さまざまな術を習得した魔力を持つ肉体を、強力な魔力を持つリリスが人形にすることで、そこへ魂を込めることができる。


魂はしかし、元の死体の持ち主のしか込められない。


だが、人形の持ち主がこう願えば、それは変わる。


―人形になりたい―


という願いを持ち主が持てば、人形の魂は持ち主の肉体に宿り、代わりに人形の体には持ち主の魂が宿る。

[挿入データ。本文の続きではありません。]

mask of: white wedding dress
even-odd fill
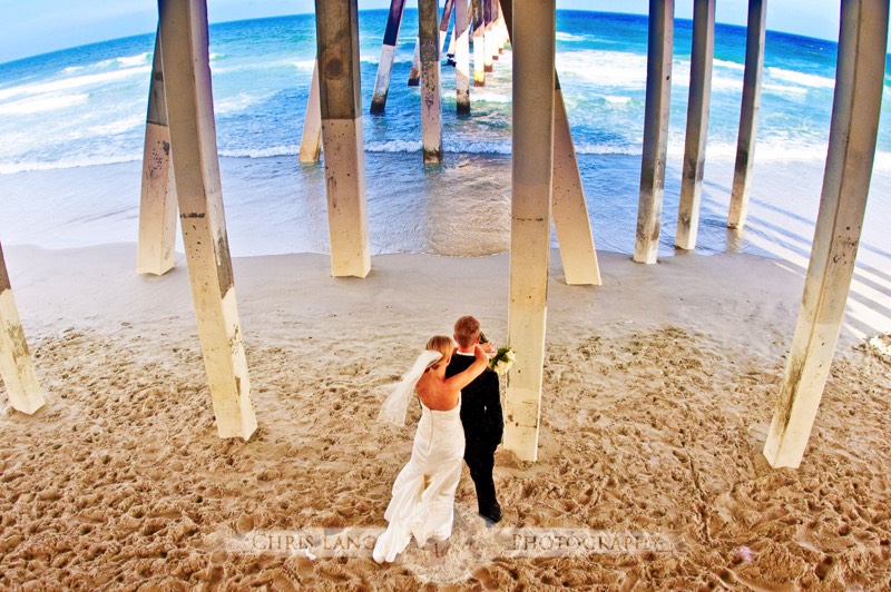
[[[464,456],[461,396],[450,411],[432,411],[423,403],[421,408],[411,458],[393,483],[384,514],[390,524],[374,545],[378,563],[393,561],[412,536],[423,546],[428,539],[444,541],[452,532],[454,491]]]

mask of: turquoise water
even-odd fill
[[[478,256],[507,249],[510,193],[510,52],[470,117],[454,112],[443,63],[441,167],[421,164],[420,95],[408,87],[417,33],[409,10],[383,116],[368,115],[386,11],[360,13],[369,215],[374,253]],[[645,17],[559,11],[557,67],[598,248],[630,253],[643,139]],[[699,250],[777,254],[783,216],[810,241],[829,138],[836,46],[768,32],[752,225],[725,228],[740,116],[745,31],[716,29]],[[310,14],[210,27],[217,141],[232,251],[326,251],[324,179],[296,155],[315,56]],[[0,65],[0,239],[49,247],[135,240],[139,159],[154,34]],[[689,76],[691,22],[675,23],[663,254],[673,253]],[[891,95],[885,77],[885,96]],[[889,220],[891,119],[879,130],[870,219]],[[805,179],[805,180],[802,180]],[[760,220],[765,225],[760,226]],[[809,226],[810,224],[810,226]],[[868,226],[864,241],[887,254]],[[874,233],[874,234],[873,234]],[[800,240],[800,241],[801,241]],[[774,248],[776,247],[776,248]]]

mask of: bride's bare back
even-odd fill
[[[486,366],[489,364],[489,356],[478,345],[473,355],[476,359],[464,372],[456,374],[450,378],[446,378],[446,367],[451,361],[451,354],[448,358],[441,359],[439,363],[429,368],[421,379],[418,381],[415,391],[418,397],[421,399],[427,408],[432,411],[451,411],[458,405],[458,395],[461,388],[469,385],[473,378],[482,374]]]

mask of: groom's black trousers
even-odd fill
[[[495,444],[471,444],[468,442],[464,448],[464,462],[470,468],[470,477],[477,487],[477,504],[480,513],[487,515],[492,506],[498,503],[495,495],[495,481],[492,480],[495,451],[497,447],[498,442]]]

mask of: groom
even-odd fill
[[[454,324],[458,351],[446,368],[446,377],[463,372],[473,363],[473,346],[480,341],[480,323],[472,316],[462,316]],[[501,443],[505,420],[501,416],[501,397],[498,374],[486,368],[472,383],[461,389],[461,423],[464,425],[464,462],[477,486],[480,515],[491,522],[501,520],[501,506],[495,496],[492,468],[495,451]]]

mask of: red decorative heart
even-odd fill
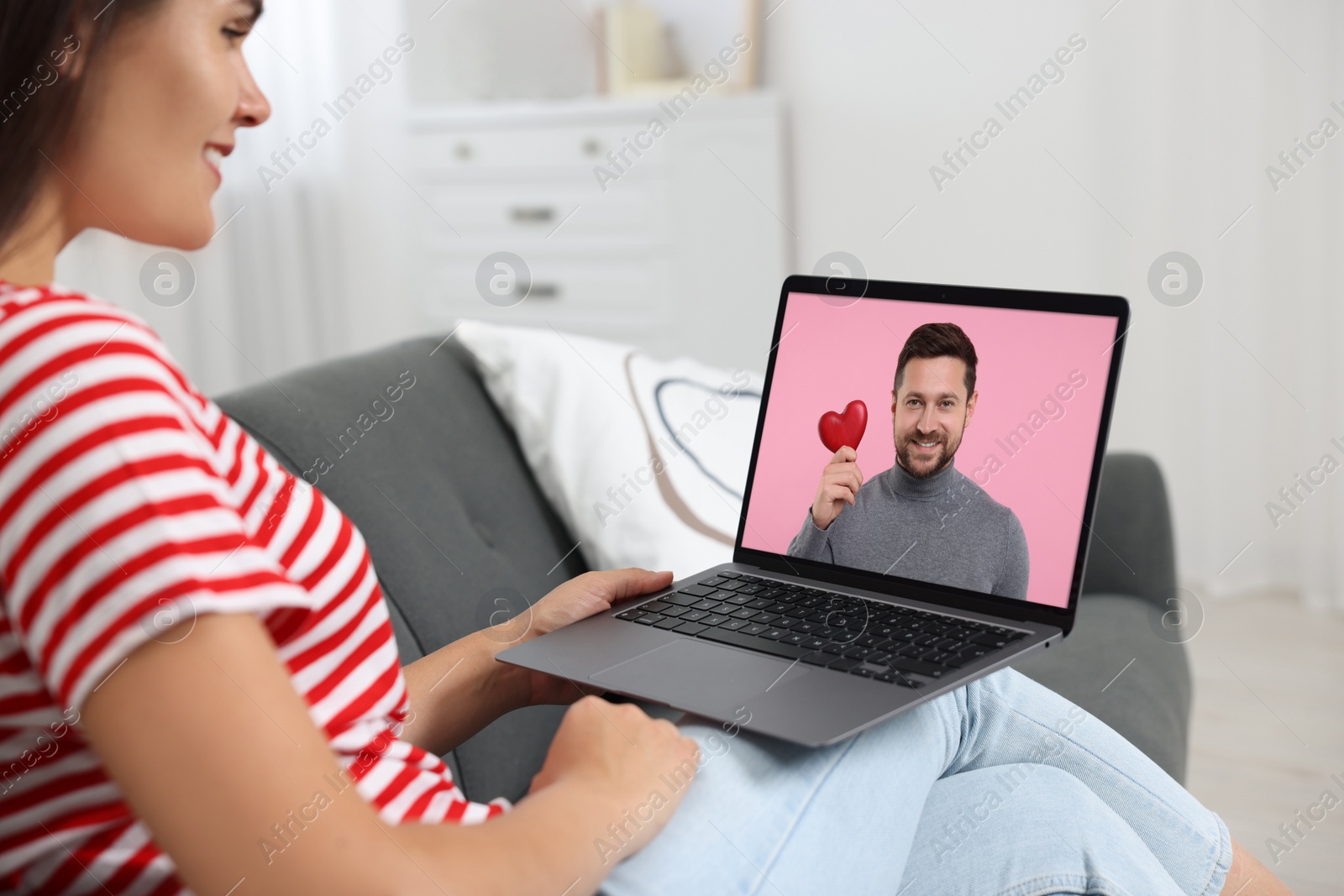
[[[827,411],[817,422],[821,443],[832,454],[839,451],[841,445],[857,450],[866,429],[868,429],[868,406],[857,399],[844,406],[844,414]]]

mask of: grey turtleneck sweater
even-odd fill
[[[1027,596],[1017,516],[957,470],[919,480],[899,463],[859,486],[825,529],[808,508],[789,555],[1005,598]]]

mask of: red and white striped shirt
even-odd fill
[[[78,717],[137,646],[190,637],[208,613],[265,622],[383,819],[508,807],[466,801],[438,756],[398,739],[406,682],[351,521],[142,321],[55,285],[0,282],[0,889],[183,892]],[[345,782],[329,783],[333,798]],[[267,854],[289,844],[273,834]]]

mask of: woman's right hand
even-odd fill
[[[613,809],[599,836],[624,860],[667,825],[699,759],[699,744],[667,719],[650,719],[633,703],[589,696],[566,711],[528,795],[562,782],[606,795]],[[616,825],[620,838],[607,823]]]

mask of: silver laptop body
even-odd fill
[[[1113,329],[1105,324],[1114,341],[1102,360],[1105,396],[1095,420],[1095,449],[1087,458],[1086,502],[1075,513],[1081,527],[1067,606],[997,598],[745,547],[753,488],[769,488],[757,481],[757,461],[790,296],[831,297],[836,304],[900,301],[1087,314],[1113,322]],[[823,746],[1056,646],[1073,627],[1082,590],[1128,328],[1129,305],[1121,297],[788,278],[732,562],[511,647],[499,658],[711,719],[734,732],[741,727]],[[880,435],[883,415],[875,416],[875,435]],[[1074,547],[1071,533],[1067,547]]]

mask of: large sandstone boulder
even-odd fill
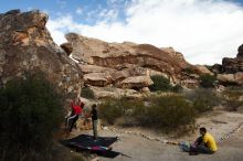
[[[167,75],[172,83],[179,83],[182,77],[181,71],[193,67],[184,61],[181,53],[176,52],[172,47],[158,49],[149,44],[129,42],[107,43],[75,33],[66,34],[66,40],[73,47],[72,57],[78,60],[80,63],[116,71],[128,68],[136,73],[129,74],[129,76],[145,75],[139,67],[149,68]],[[117,77],[117,73],[115,75]],[[120,80],[125,77],[118,76],[117,79]]]
[[[25,71],[42,71],[65,93],[77,93],[82,73],[52,40],[39,10],[0,14],[0,86]]]
[[[96,99],[120,98],[120,97],[137,99],[142,97],[140,93],[134,89],[122,89],[115,87],[94,87],[94,86],[91,86],[89,88],[94,92]]]
[[[149,76],[133,76],[124,79],[120,83],[122,88],[142,88],[152,85],[154,82]]]
[[[243,58],[228,58],[224,57],[222,61],[223,72],[225,73],[236,73],[243,72]]]
[[[112,76],[106,73],[88,73],[84,75],[84,84],[105,87],[112,84]]]
[[[216,78],[225,85],[243,85],[243,72],[237,72],[235,74],[218,74]]]
[[[222,68],[224,73],[243,72],[243,45],[237,49],[237,56],[235,58],[224,57],[222,61]]]
[[[209,71],[204,65],[196,65],[196,67],[198,68],[198,71],[200,71],[201,74],[213,75],[213,73]]]
[[[113,74],[116,72],[116,69],[110,68],[110,67],[103,67],[103,66],[97,66],[97,65],[80,65],[81,71],[84,74],[87,73],[107,73],[107,74]]]

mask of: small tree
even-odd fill
[[[162,75],[154,75],[151,76],[154,84],[149,86],[151,92],[168,92],[171,90],[172,86],[170,85],[170,80]]]
[[[49,160],[63,117],[62,97],[43,74],[27,74],[0,89],[0,155]]]
[[[210,74],[204,74],[200,76],[200,85],[203,88],[212,88],[215,86],[215,76]]]

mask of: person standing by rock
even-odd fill
[[[78,116],[82,114],[84,107],[84,103],[82,103],[80,99],[76,99],[74,103],[71,103],[71,115],[66,118],[66,129],[68,132],[72,132],[72,129],[75,125],[75,122],[78,119]]]
[[[91,111],[91,117],[92,117],[92,127],[93,127],[93,133],[94,133],[94,140],[96,141],[98,139],[98,114],[96,109],[96,104],[92,105],[92,111]]]

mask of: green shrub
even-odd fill
[[[236,111],[239,107],[243,106],[243,89],[241,87],[229,87],[223,92],[224,106],[229,111]]]
[[[168,92],[171,90],[172,86],[170,85],[170,80],[162,75],[154,75],[151,76],[154,84],[149,86],[151,92]]]
[[[199,114],[212,110],[213,106],[221,104],[220,97],[212,89],[199,88],[188,94],[187,97]]]
[[[203,74],[200,76],[200,85],[203,88],[212,88],[215,86],[215,76],[210,75],[210,74]]]
[[[125,106],[122,99],[106,99],[98,106],[101,119],[113,125],[117,118],[124,115]]]
[[[87,99],[94,99],[95,98],[95,94],[89,87],[82,88],[81,96],[84,97],[84,98],[87,98]]]
[[[182,69],[182,72],[184,72],[187,74],[196,74],[196,72],[191,67],[186,67]]]
[[[181,85],[176,85],[172,87],[172,92],[173,93],[181,93],[183,90],[183,88],[181,87]]]
[[[43,74],[27,74],[0,89],[2,161],[49,160],[63,117],[62,97]]]
[[[149,106],[136,107],[134,111],[144,127],[172,130],[194,124],[194,109],[182,96],[155,97]]]

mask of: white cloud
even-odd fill
[[[82,8],[77,8],[75,12],[76,12],[76,14],[81,15],[81,14],[83,14],[83,9]]]
[[[56,3],[61,9],[64,9],[66,7],[66,1],[65,0],[56,0]]]
[[[71,15],[51,20],[47,28],[56,43],[63,34],[77,32],[108,42],[133,41],[158,47],[173,46],[193,64],[221,63],[236,55],[243,43],[243,8],[223,0],[133,0],[125,10],[126,23],[116,21],[114,10],[104,15],[113,21],[86,25]]]

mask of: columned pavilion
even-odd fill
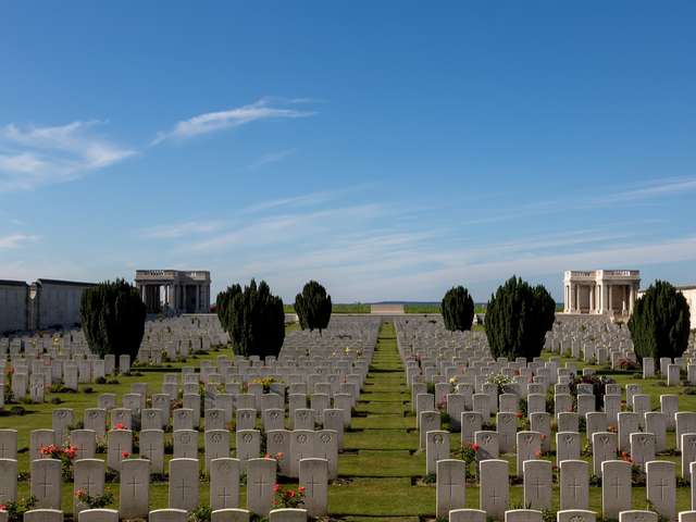
[[[148,313],[210,311],[210,272],[206,270],[137,270],[135,286]]]
[[[566,313],[630,315],[638,297],[638,270],[566,271]]]

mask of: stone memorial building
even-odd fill
[[[137,270],[135,286],[148,313],[208,313],[210,272],[206,270]]]
[[[79,323],[83,291],[94,283],[0,281],[0,334],[72,327]]]
[[[638,270],[568,270],[563,312],[630,315],[639,287]]]
[[[29,285],[0,279],[0,334],[27,330]]]

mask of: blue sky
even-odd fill
[[[696,3],[3,2],[0,278],[696,283]]]

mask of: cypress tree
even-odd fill
[[[107,281],[83,293],[79,315],[92,352],[135,359],[145,335],[147,308],[124,279]]]
[[[328,326],[331,307],[331,296],[326,294],[326,288],[315,281],[307,283],[302,293],[295,296],[295,311],[300,327],[302,330],[309,328],[310,332],[319,330],[320,335],[322,330]]]
[[[233,285],[221,294],[224,295],[217,296],[217,313],[235,353],[277,356],[285,339],[283,299],[271,294],[265,281],[257,285],[254,279],[244,290],[240,285]]]
[[[450,332],[471,330],[474,321],[474,300],[463,286],[455,286],[447,290],[442,303],[445,328]]]
[[[691,318],[686,298],[666,281],[656,281],[635,301],[629,320],[633,348],[644,357],[681,357],[688,346]]]
[[[509,278],[490,296],[486,308],[486,337],[493,357],[538,357],[555,313],[556,302],[546,288],[533,288],[520,277]]]

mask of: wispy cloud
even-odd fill
[[[696,177],[655,179],[630,190],[595,199],[598,203],[620,203],[673,196],[696,190]]]
[[[276,152],[269,152],[268,154],[263,154],[258,160],[251,162],[249,164],[249,169],[256,170],[260,166],[268,165],[269,163],[277,163],[278,161],[283,161],[288,156],[291,156],[296,152],[296,149],[285,149],[278,150]]]
[[[191,251],[214,251],[231,247],[277,246],[302,238],[338,233],[346,224],[366,222],[384,214],[380,204],[357,204],[312,212],[288,213],[263,217],[195,243]]]
[[[0,190],[73,181],[135,153],[96,135],[92,127],[100,123],[0,127]]]
[[[0,236],[0,248],[20,248],[28,243],[37,241],[38,239],[39,236],[30,236],[26,234],[10,234],[8,236]]]
[[[187,221],[172,225],[158,225],[140,231],[140,237],[152,239],[173,239],[177,237],[210,234],[219,231],[223,223],[220,221]]]
[[[250,204],[241,210],[243,214],[270,211],[279,208],[297,208],[297,207],[311,207],[325,203],[338,199],[349,194],[361,192],[374,188],[373,184],[360,184],[353,185],[347,188],[337,188],[335,190],[318,190],[314,192],[300,194],[297,196],[289,196],[287,198],[269,199],[260,201],[258,203]]]
[[[294,108],[293,105],[297,103],[296,100],[282,102],[279,99],[262,98],[248,105],[225,111],[207,112],[177,122],[171,130],[159,133],[152,145],[158,145],[165,140],[192,138],[225,128],[239,127],[260,120],[308,117],[315,114],[314,111]]]

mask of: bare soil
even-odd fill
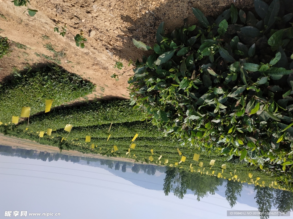
[[[70,72],[89,80],[97,86],[96,90],[88,97],[128,97],[127,81],[133,73],[130,71],[119,77],[111,78],[131,69],[127,64],[135,62],[143,54],[132,43],[134,38],[151,46],[155,33],[162,21],[166,23],[166,32],[172,31],[188,22],[197,21],[192,7],[199,8],[206,15],[216,17],[234,3],[239,8],[250,8],[253,0],[32,0],[30,8],[38,10],[33,17],[25,6],[16,7],[10,0],[0,0],[0,34],[11,41],[26,46],[26,49],[18,48],[11,42],[11,56],[0,60],[0,80],[11,72],[14,67],[21,69],[28,64],[47,61],[44,54],[52,58],[54,53],[44,47],[51,43],[56,50],[65,53],[59,57],[60,65]],[[66,24],[64,37],[54,31],[56,23]],[[88,41],[84,48],[75,45],[74,36],[82,30]],[[42,39],[44,35],[49,39]],[[119,59],[125,67],[121,70],[114,68]]]

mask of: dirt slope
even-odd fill
[[[205,14],[216,16],[233,3],[238,8],[253,6],[252,0],[32,0],[30,8],[39,11],[34,17],[25,7],[16,7],[10,0],[0,0],[0,34],[11,40],[28,47],[16,46],[11,56],[0,60],[0,80],[10,74],[13,67],[21,69],[27,63],[55,58],[53,53],[43,47],[51,43],[55,50],[63,51],[64,57],[58,58],[60,65],[68,70],[88,79],[96,85],[96,91],[89,96],[127,97],[127,81],[132,71],[121,76],[118,81],[110,76],[131,69],[127,66],[131,59],[135,61],[142,51],[133,45],[132,39],[151,46],[159,24],[166,23],[166,31],[183,24],[196,22],[192,7],[197,7]],[[54,32],[56,22],[66,24],[64,37]],[[84,49],[76,45],[76,34],[82,30],[88,41]],[[44,35],[50,39],[42,39]],[[36,53],[39,57],[36,55]],[[48,58],[48,57],[49,57]],[[115,60],[120,58],[125,66],[121,70],[114,68]]]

「…問題はその後だ。肉体の寿命がきた時、魔女の魂はどうなる?」


「ただ繰り返すだけです。元々人形に魂を宿らせることのできるのは、少なからず魔力を持つモノ―今の彼女も肉体が限界になれば、また人形に戻るだけです」


そうして望みと魔力を持つ持ち主を待つのか。


…永久に。


リリスという存在がある限り。


マカは眼を閉じ、ミナの言葉を思い出した。


彼女の家からの帰り道、ミナは言っていた。


彼女の口癖を。


「わたしは美しい人形になりたいんです」


人形の美しさに魅了されていた彼女。


いつも人形を作りながら、ぼんやりと口癖を繰り返していた。


そんな彼女だからこそ、リリスからあの人形を受け取ってしまったのだ。


ミナが知っている彼女の魂は、あの人形に宿っている。


…彼女の部屋ではじめてあの人形を見た時、マカの眼には違ったモノが見えた。


人形を持つ彼女の姿が、人形に持たれている彼女の姿に見えたのだ。


美しい人形が人間として、彼女が人形として映った光景に、マカの人ならざる血が一瞬騒いでしまった。


そして悟ってしまった。


彼女の魂を救う方法は、無いのだと。


魔力のこもった人形を壊せば、彼女の魂をも傷付けてしまう。


「…なら、人形に宿らされた彼女の魂はどうなる?」


「かの人形が無事である限り、彼女の魂も無事ですよ」


「それはつまり…もう二度と、彼女を戻すことはできないということか?」


「ええ、だって彼女もそれを望んではいないでしょうから」


グっと唇を噛みしめる。


確かに彼女は人形のようになりたいと願ってはいただろう。


しかしそれが現実で起こりうるなんて、思わなかったはずだ。


「それで、お前達は何をするつもりだ? 輪廻転生の輪から外れ、闇の世界に堕ちてまで何を願う?」


「そんな大したことではないですよ。あなた方と同じく、最近では魔力を持つ者が生まれにくくなりましてね」


リリスは僅かに眼を細め、声を低めた。


「こちらも存亡の危機なんです。それをくい止める為の、処置だと思ってください」


確かにマカの同属も、最近では能力が生まれにくくなっていた。


それは魔女達も同じだったようだ。


「まあもっとも」


突如リリスは明るい笑みを浮かべた。


「マカ先輩がこちらへ来てくれるならば、それもすぐに解消できそうですが」


「寝言は寝てから言え。血族の次期当主である私に何を言う」


マカは嫌悪を顔に滲ませながら、リリスを睨んだ。


「それは残念。でも気持ちが変わりましたら、いつでもご連絡ください。いつまでもお待ちしています」


リリスはスカートを両手で握り、少し上げた。


そして片足を一歩後ろに下げ、恭しく頭を下げた。


「魔女の一族はいつでもあなたを受け入れますわ。マカ」


「ハッ。いつまでその戯言を抜かせるか、楽しみだな」


挑発的な視線をリリスに向け、マカは嘲笑った。